In illustrated form, it gave the sperm character, which was important since this book is so much about following the growth of main characters. And it also made it clear that this is a novel, and we are going to go on an engaging journey that just happens to include sperm (which is funny!). This is not a science book. Haha!
We went through a lot of variations with the cover concepts. Was it ever frustrating? Or do you ever worry about running out of ideas?
We did go through a lot of designs! But that’s normal!
Typical for my first round of covers, I go with my gut. In this case, I liked illustration – something a little more whimsical and fun. But it didn’t work. Some of the feedback I got made me feel like we needed to be more character or scene-focused, so I switched to looking for stock photos, and that didn’t work.

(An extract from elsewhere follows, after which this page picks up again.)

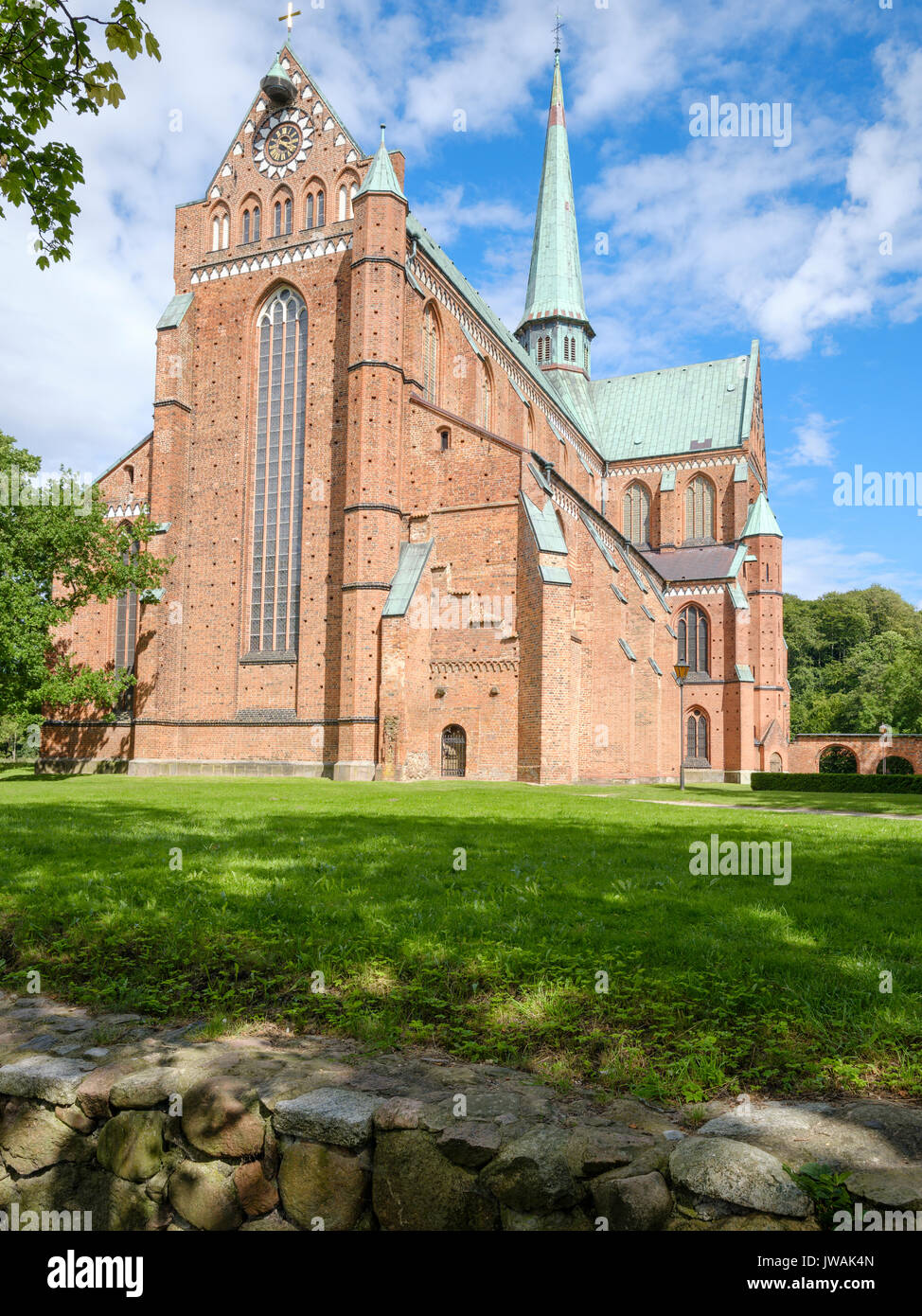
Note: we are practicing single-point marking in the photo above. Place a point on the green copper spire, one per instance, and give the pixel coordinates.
(381, 176)
(556, 279)
(760, 520)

Luckily, 806 is not a project where I felt like I was at the end of the road idea-wise.
We were making progress with each step. There were aspects that moved people in each round. So I was keeping tabs on the aspects that resonated. At some point, I decided to start mashing some of these aspects together. I knew at least one person was quite attached to the illustrations of the first round, but it wasn’t allowing the desert road trip to shine through. So why not draw on top of the photo? Best of both worlds!
But getting stuck does happen!
I know this sounds like a cheesy, middle school, language arts project, the first thing I do is a total brainstorm. I write down every word I can think of that reminds me of the book. And I ask everyone else that has read the book for their words. Sometimes that is enough to prompt new illustrations or stock research. But
if not, I search the words on Google images. (Really!) I am not looking for actual cover artwork, but rather expansive and random interpretations of the words. And typically, something there will jog a thought that leads me to a new cover direction.

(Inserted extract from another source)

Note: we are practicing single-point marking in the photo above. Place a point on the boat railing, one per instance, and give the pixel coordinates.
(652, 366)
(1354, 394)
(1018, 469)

And when that fails…I find it works to take a break. Forget about it! Fiddle around the internet. Watch a movie. Walk through a store. Visual inspiration is everywhere and, sometimes, when you stop trying to look for something super specific, you allow yourself the freedom to stumble on something you may not have thought of before. The cover will still be in your subconscious leading the way, I promise.
What was the most surprising and/or rewarding part of designing the 806 cover?
To be honest, I am often trying to incorporate illustration and photography. It is a combo that feels so fresh to me. But somehow as feedback comes in, on many projects we end up going fully illustrated or just included some small doodles on a photograph. It was such a joy to have the doodles and photograph come together in a narrative cover concept. I’m thankful that Tanglewood saw the vision too!
What advice would you give to people who would like to work as a children’s book graphic designer?
Unlike some other art/design work, working in books, especially teen books, means you will nearly always be limited to a consistent size/dimension, and you will always need to include a title and an author name. You usually just decide that you want a bigger or smaller canvas, something more square-shaped, or round, or that you just don’t like the number of words you need to include. Book design is a practice of being creative and original within some pretty stringent constraints. (And that’s without even getting into the tiny book budgets 😉 ). It takes practice!
If you have not started on a book-specific portfolio, I recommend picking a handful of assorted books and reimagining the covers. Do it a few different ways. Choose the work of an illustrator that might make sense, or put some striking type on a single photo, or try your hand at a photomontage. And do this for a few books. Give 3 different covers to 10 different books!
One of the most important things to remember is that a book cover is a team effort; it is not a vanity project. You don’t always get to work on your favorite books, and you don’t always get to use your favorite artist or photograph…though it’s fun when you can! Really challenge yourself to think about how a variety of books can be conceptualized visually in a way that would be most appealing to the book’s intended reader. This will add huge depth and breadth to your portfolio.